Bonnie got married right out of high school to a “much older” man in his 20s. I disapproved. She should, I thought, go to college, have a career and date several men before getting married.
Eventually we lost touch. Many years went by and her children were born, my children were born, she divorced twice, married yet again and lost what she called “the love of my life.” We hadn’t shared all of that.
About five years ago, my “best friend from birth” phoned me. She had run into Bonnie and Bonnie wanted to reconnect. Was it OK to give her my phone number? Of course. Ten minutes later my phone rang and Bonnie and I covered, in a matter of hours, those thirty or so years that had passed since we’d last shared our lives. You know the feeling—it was if we had spoken the day before. We picked up where we had left off. It felt so good to both of us.
We spoke on the phone every couple of weeks after we were reunited. Bonnie was the most non-judgmental person I knew. I could tell her anything and she would make me feel good about it. She particularly loved my newspaper articles and read them online. I even got her to write one for her local paper and it was published. She wrote about having a party telephone line as a child. It was funny.
Bonnie couldn’t wait to hear about my latest escapade. She tended to be a homebody.
Finally I convinced her to visit me in Florida. I loved introducing her to my friends here and even gave her a surprise lunch with other Buffalonians living here.
Not long ago, I found out that Bonnie was in hospice. She died within a few days.

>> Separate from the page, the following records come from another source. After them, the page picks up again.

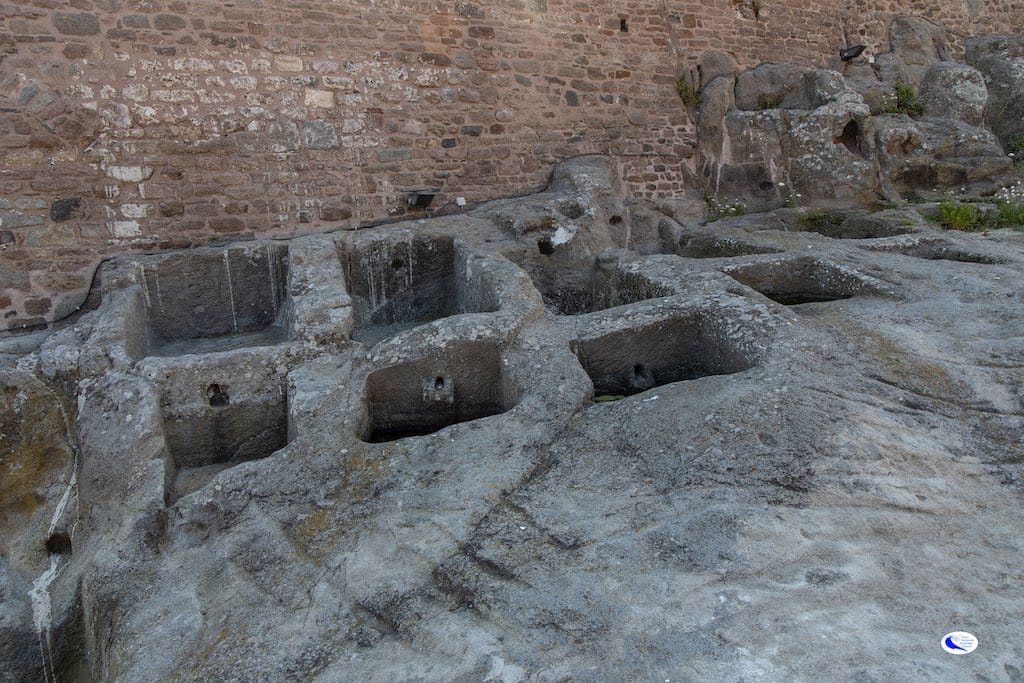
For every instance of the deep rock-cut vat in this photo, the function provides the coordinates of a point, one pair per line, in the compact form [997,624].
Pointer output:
[711,246]
[214,430]
[464,382]
[216,299]
[397,284]
[591,288]
[685,347]
[798,281]
[943,251]
[856,226]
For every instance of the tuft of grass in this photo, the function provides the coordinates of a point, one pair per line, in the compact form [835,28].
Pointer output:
[717,211]
[688,88]
[905,101]
[955,216]
[819,218]
[1009,214]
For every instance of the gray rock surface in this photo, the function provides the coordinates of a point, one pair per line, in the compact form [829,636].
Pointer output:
[916,44]
[505,445]
[1000,59]
[781,134]
[954,90]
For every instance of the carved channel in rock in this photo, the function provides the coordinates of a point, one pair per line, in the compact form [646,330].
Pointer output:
[464,382]
[399,284]
[854,226]
[214,430]
[938,251]
[794,282]
[686,347]
[216,299]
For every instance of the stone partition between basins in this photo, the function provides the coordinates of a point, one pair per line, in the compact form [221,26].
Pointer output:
[213,299]
[403,281]
[465,381]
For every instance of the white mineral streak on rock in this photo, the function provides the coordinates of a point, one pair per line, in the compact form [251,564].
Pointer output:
[230,293]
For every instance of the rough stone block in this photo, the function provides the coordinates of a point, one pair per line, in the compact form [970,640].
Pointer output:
[65,209]
[168,23]
[284,136]
[77,24]
[320,135]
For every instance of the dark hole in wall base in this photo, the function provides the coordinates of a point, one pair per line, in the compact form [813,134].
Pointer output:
[204,441]
[850,138]
[217,395]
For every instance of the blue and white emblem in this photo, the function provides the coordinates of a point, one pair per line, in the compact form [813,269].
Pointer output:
[960,642]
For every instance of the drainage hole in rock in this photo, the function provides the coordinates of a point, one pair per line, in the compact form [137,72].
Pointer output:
[205,438]
[216,395]
[629,361]
[462,384]
[58,543]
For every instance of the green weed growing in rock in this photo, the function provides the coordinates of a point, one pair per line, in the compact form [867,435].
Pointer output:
[688,88]
[905,101]
[817,219]
[718,211]
[1010,214]
[955,216]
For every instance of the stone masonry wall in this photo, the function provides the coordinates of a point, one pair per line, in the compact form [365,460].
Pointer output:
[157,124]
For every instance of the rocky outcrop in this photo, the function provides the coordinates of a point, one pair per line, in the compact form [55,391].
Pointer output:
[953,90]
[785,134]
[468,447]
[929,157]
[1000,59]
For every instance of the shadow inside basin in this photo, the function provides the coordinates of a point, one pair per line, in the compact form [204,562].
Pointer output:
[570,288]
[462,383]
[216,299]
[218,431]
[399,284]
[800,281]
[685,347]
[711,246]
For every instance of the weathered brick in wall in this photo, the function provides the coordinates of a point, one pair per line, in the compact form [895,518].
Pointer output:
[155,124]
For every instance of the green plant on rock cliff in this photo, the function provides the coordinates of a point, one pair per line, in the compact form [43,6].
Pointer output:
[1010,214]
[904,100]
[688,88]
[718,211]
[956,216]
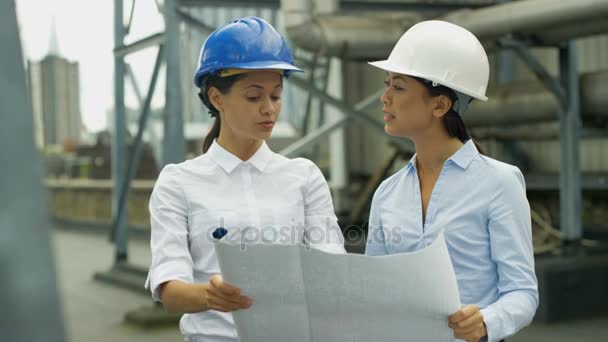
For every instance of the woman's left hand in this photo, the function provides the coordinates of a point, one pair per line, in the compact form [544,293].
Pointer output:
[468,324]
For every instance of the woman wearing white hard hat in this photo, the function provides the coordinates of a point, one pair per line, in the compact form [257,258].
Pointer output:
[238,189]
[480,204]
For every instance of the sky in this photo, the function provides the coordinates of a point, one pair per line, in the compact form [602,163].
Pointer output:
[85,31]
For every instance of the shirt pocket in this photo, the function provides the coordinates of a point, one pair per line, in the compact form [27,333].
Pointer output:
[287,227]
[201,226]
[401,233]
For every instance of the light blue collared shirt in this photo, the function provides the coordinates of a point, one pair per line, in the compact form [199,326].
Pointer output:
[480,204]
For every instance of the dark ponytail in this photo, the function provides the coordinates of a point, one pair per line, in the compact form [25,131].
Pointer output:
[452,121]
[223,84]
[213,134]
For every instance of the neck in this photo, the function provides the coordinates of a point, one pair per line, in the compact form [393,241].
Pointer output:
[244,148]
[433,151]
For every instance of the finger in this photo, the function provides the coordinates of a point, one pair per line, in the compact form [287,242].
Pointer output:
[474,321]
[218,282]
[463,313]
[222,305]
[463,333]
[241,301]
[473,335]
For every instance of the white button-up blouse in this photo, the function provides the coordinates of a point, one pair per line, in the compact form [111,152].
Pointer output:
[266,199]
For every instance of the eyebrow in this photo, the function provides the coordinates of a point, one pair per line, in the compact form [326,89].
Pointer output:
[260,87]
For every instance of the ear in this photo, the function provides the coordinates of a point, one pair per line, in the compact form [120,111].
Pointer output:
[215,97]
[442,105]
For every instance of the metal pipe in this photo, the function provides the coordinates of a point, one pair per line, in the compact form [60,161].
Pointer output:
[374,35]
[136,151]
[295,148]
[152,40]
[119,141]
[528,17]
[174,145]
[529,102]
[570,124]
[28,292]
[358,115]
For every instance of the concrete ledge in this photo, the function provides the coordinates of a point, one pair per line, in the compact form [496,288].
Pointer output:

Bonnie held a piece of my history. Now it is gone. I have to admit that I feel sorrier for myself than for Bonnie. I profited from her presence. She helped me with my problems and made me feel important and talented and all kinds of good things. I miss her so much.
Although Bonnie’s death was a heart-wrenching experience for me, my thoughts were also on the cause of her death. Would I be next? We started smoking at the same time—at age 15—and we stopped smoking at the same time nearly 50 years later. You can imagine that I am very fearful that I, too, will succumb to the cancer that took her life.
I hope that at least one young smoker will read about me and my friend Bonnie. Perhaps I will save the life of someone else’s best friend.